During the Cairo conference being held by Al-Azhar, the world’s oldest seat of Sunni Muslim learning, El-Tayeb is set to deliver a message of peace and co-existence to the country's religious populations.
Last December, Al-Tayeb urged the elimination of injustice against the Muslim minority in the Southeast Asian nation, as well as granting them their full rights as citizens.
Myanmar's government has been accused of committing mass executions and rape crimes against the Rohingya Muslim community, though it has denied the accusations.
In December, Amnesty International accused Myanmar's security forces of unlawful killings, multiple rapes and the burning down of houses and entire villages in a campaign of violence against Rohingya people that may amount to crimes against humanity.
The United Nations described the 1.3 million Rohingya Muslim population in Myanmar as the world's most persecuted minority in 2013, accusing authorities of carrying out "ethnic cleansing" of the Rohingyas.
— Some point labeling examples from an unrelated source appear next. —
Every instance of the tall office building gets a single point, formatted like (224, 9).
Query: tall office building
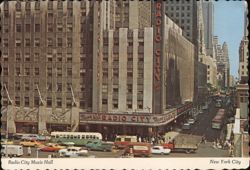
(223, 65)
(243, 52)
(68, 66)
(208, 20)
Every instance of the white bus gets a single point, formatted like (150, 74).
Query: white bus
(12, 150)
(78, 138)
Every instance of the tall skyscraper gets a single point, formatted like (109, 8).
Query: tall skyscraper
(243, 52)
(208, 20)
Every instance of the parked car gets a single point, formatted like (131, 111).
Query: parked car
(51, 147)
(73, 152)
(160, 150)
(186, 126)
(100, 146)
(12, 150)
(6, 141)
(138, 149)
(31, 143)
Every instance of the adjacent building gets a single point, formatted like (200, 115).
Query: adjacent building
(208, 20)
(110, 66)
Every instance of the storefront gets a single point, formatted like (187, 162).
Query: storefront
(26, 127)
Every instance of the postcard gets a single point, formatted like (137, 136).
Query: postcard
(124, 84)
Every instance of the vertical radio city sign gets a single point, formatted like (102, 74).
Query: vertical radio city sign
(158, 25)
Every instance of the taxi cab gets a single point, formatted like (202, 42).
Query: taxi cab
(31, 143)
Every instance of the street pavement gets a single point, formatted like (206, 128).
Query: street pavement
(202, 127)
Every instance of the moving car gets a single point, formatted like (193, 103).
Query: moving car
(122, 141)
(100, 146)
(31, 143)
(51, 147)
(73, 152)
(191, 121)
(160, 150)
(186, 126)
(138, 149)
(12, 150)
(6, 141)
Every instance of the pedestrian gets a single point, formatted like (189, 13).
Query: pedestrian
(139, 139)
(29, 151)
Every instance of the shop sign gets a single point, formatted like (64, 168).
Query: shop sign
(184, 108)
(158, 26)
(127, 118)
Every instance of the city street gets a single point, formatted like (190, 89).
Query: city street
(203, 124)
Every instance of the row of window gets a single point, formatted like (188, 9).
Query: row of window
(129, 103)
(59, 57)
(50, 28)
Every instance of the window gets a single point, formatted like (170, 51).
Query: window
(140, 104)
(60, 27)
(82, 103)
(27, 71)
(18, 71)
(5, 42)
(36, 57)
(82, 72)
(5, 56)
(26, 86)
(69, 42)
(5, 71)
(115, 104)
(129, 104)
(49, 86)
(59, 42)
(82, 87)
(27, 27)
(37, 27)
(59, 87)
(59, 102)
(50, 42)
(36, 101)
(27, 42)
(50, 27)
(18, 43)
(69, 57)
(59, 72)
(49, 101)
(68, 102)
(36, 71)
(37, 42)
(49, 57)
(17, 86)
(18, 28)
(49, 71)
(69, 27)
(26, 101)
(69, 71)
(17, 101)
(27, 57)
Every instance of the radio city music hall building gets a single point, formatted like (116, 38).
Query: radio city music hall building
(90, 67)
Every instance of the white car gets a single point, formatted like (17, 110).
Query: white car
(160, 150)
(191, 121)
(73, 152)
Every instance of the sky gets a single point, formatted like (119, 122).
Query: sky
(229, 27)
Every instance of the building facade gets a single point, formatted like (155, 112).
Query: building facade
(208, 20)
(71, 65)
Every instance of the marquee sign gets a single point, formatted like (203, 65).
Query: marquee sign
(128, 119)
(158, 26)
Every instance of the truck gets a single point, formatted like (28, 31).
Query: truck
(12, 150)
(179, 142)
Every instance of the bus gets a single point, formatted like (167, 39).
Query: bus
(78, 138)
(122, 141)
(218, 120)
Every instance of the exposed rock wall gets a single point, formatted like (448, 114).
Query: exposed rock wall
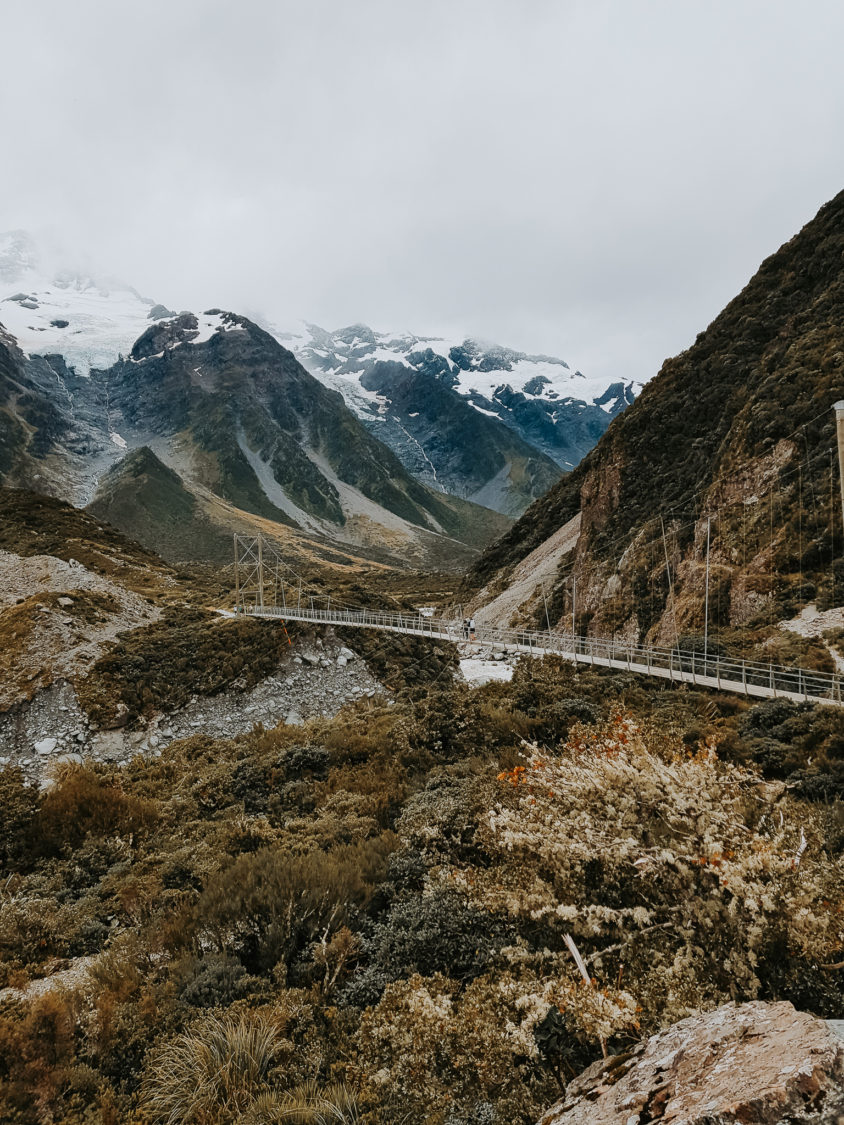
(755, 1063)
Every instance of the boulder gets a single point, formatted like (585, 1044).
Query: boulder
(756, 1063)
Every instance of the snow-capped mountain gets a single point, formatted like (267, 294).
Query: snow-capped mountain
(88, 321)
(385, 377)
(468, 419)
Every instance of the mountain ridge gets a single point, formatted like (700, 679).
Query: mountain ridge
(745, 438)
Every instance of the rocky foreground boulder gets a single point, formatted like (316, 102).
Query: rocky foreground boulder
(755, 1063)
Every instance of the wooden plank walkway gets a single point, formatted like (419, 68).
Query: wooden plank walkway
(744, 677)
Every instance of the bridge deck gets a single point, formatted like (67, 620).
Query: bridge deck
(745, 677)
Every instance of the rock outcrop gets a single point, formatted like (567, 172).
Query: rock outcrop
(756, 1063)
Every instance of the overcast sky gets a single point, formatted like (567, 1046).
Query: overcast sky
(590, 179)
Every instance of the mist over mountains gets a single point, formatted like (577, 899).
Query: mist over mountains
(346, 433)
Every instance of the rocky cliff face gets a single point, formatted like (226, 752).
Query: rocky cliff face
(756, 1063)
(734, 442)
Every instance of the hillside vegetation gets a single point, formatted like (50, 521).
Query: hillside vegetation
(371, 914)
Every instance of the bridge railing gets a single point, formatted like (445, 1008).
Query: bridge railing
(711, 671)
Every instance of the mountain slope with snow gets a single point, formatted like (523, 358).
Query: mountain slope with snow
(387, 378)
(88, 321)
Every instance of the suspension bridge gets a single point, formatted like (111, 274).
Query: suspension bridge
(260, 587)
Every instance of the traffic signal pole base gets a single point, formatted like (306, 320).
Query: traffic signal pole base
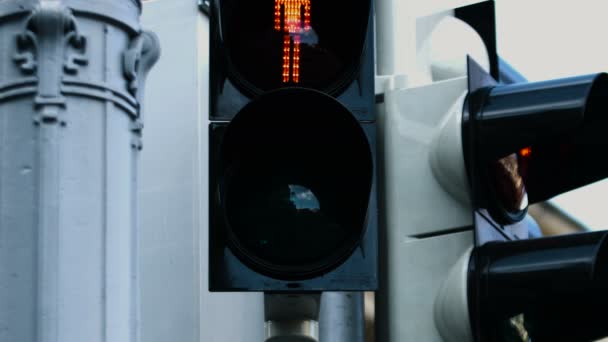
(292, 317)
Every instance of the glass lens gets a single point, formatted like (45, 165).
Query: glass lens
(298, 175)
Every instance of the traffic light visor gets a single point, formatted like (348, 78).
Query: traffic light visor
(533, 141)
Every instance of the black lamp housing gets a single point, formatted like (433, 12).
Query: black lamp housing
(292, 193)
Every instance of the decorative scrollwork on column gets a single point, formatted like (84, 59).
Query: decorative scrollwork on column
(50, 35)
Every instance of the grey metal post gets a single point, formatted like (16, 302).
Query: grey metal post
(342, 317)
(71, 79)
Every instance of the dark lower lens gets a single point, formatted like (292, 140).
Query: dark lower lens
(296, 183)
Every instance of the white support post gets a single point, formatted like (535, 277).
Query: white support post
(71, 77)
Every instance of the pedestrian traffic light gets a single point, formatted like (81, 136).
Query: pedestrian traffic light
(525, 143)
(292, 193)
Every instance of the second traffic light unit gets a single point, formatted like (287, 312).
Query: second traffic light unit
(292, 146)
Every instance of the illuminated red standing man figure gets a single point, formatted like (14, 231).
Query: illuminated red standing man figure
(295, 22)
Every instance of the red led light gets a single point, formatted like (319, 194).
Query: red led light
(525, 152)
(294, 24)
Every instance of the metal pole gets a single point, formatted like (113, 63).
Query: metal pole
(342, 317)
(71, 79)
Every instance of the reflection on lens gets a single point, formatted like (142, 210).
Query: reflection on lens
(296, 183)
(509, 184)
(284, 223)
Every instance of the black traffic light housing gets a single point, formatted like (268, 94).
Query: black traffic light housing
(292, 192)
(526, 143)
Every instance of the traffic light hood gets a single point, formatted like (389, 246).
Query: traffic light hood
(554, 132)
(558, 286)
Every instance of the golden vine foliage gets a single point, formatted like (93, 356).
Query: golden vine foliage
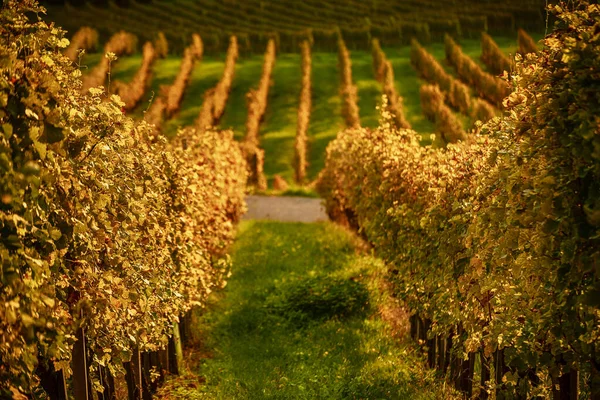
(168, 101)
(257, 105)
(493, 57)
(497, 236)
(224, 86)
(176, 90)
(161, 45)
(348, 89)
(487, 86)
(102, 228)
(85, 38)
(215, 99)
(384, 73)
(394, 99)
(458, 94)
(132, 93)
(304, 109)
(447, 126)
(120, 43)
(379, 59)
(526, 43)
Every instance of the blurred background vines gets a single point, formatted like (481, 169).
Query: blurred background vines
(494, 241)
(107, 231)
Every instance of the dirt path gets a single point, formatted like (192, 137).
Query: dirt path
(287, 209)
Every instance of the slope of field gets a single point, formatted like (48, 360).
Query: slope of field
(278, 129)
(395, 21)
(311, 330)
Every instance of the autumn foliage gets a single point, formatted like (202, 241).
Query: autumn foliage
(494, 58)
(119, 44)
(105, 227)
(525, 42)
(447, 126)
(495, 240)
(257, 105)
(85, 38)
(304, 109)
(487, 86)
(348, 89)
(131, 93)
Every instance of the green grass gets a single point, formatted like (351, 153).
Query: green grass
(293, 324)
(206, 74)
(278, 131)
(164, 72)
(369, 90)
(408, 86)
(125, 67)
(89, 61)
(326, 117)
(247, 76)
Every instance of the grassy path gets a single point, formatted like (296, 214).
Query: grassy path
(300, 319)
(278, 132)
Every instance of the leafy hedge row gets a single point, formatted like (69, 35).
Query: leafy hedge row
(496, 240)
(103, 226)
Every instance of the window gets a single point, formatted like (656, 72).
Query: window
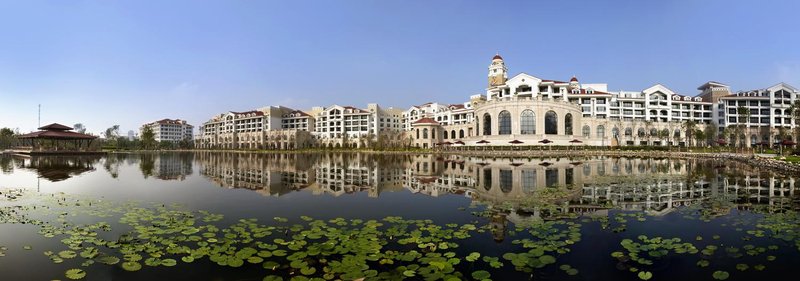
(568, 124)
(527, 122)
(487, 124)
(506, 179)
(551, 123)
(487, 179)
(504, 121)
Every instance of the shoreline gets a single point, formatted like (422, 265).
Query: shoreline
(750, 159)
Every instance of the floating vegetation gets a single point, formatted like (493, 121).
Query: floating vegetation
(135, 236)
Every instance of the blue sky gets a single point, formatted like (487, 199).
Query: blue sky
(129, 62)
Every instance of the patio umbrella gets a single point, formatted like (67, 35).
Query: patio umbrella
(545, 141)
(574, 141)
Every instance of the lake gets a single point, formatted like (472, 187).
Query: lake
(348, 216)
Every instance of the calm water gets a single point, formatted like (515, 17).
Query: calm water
(739, 219)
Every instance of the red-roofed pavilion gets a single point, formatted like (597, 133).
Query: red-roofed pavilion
(55, 139)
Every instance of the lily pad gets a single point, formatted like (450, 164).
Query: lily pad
(720, 275)
(75, 274)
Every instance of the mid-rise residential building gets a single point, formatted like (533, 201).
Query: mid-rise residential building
(524, 109)
(170, 130)
(527, 109)
(263, 128)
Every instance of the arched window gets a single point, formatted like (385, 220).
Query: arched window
(551, 123)
(506, 181)
(504, 122)
(527, 122)
(568, 124)
(487, 124)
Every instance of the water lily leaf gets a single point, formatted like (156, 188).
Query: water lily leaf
(131, 266)
(75, 274)
(109, 260)
(720, 275)
(169, 262)
(481, 274)
(67, 254)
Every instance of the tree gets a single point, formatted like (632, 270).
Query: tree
(7, 138)
(148, 138)
(711, 131)
(794, 111)
(79, 127)
(699, 136)
(689, 127)
(743, 112)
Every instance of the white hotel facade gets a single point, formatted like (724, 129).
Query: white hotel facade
(524, 108)
(170, 130)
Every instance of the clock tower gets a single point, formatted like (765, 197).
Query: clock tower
(498, 73)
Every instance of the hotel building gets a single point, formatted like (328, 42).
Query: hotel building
(170, 130)
(526, 109)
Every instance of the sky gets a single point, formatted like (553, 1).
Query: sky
(104, 63)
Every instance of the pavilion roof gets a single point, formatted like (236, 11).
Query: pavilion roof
(56, 131)
(55, 127)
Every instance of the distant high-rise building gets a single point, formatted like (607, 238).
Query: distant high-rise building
(170, 130)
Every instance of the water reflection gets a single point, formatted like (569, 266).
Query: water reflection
(656, 186)
(51, 168)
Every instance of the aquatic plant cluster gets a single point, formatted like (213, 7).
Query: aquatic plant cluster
(392, 248)
(134, 236)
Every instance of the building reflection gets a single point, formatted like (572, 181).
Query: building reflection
(654, 185)
(58, 168)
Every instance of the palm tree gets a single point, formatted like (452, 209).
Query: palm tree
(744, 112)
(689, 127)
(794, 111)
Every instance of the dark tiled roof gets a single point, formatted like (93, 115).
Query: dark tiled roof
(426, 120)
(55, 127)
(56, 135)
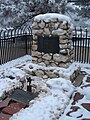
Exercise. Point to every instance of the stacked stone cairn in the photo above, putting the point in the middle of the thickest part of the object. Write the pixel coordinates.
(53, 24)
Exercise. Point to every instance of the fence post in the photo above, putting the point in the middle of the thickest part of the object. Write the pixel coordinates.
(26, 43)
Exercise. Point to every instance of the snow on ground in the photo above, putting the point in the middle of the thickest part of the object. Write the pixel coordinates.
(49, 16)
(50, 104)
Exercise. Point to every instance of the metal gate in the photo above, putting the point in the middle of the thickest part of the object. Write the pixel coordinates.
(81, 45)
(15, 43)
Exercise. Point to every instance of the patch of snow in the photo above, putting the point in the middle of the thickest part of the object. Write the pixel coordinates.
(49, 16)
(51, 105)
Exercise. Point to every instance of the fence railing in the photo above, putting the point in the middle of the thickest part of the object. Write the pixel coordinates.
(15, 43)
(81, 44)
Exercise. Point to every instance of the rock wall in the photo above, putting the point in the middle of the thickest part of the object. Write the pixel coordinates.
(53, 25)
More than 120,000 of the Rohingya have been trapped in squalid displacement camps since violence erupted in 2012 in Rakhine state, where they are denied citizenship, access to healthcare and education.
Myanmar, commonly known as Burma, is a multi-religious country with no official state religion, but the government shows preference to Theravada Buddhism, the majority religion in the country.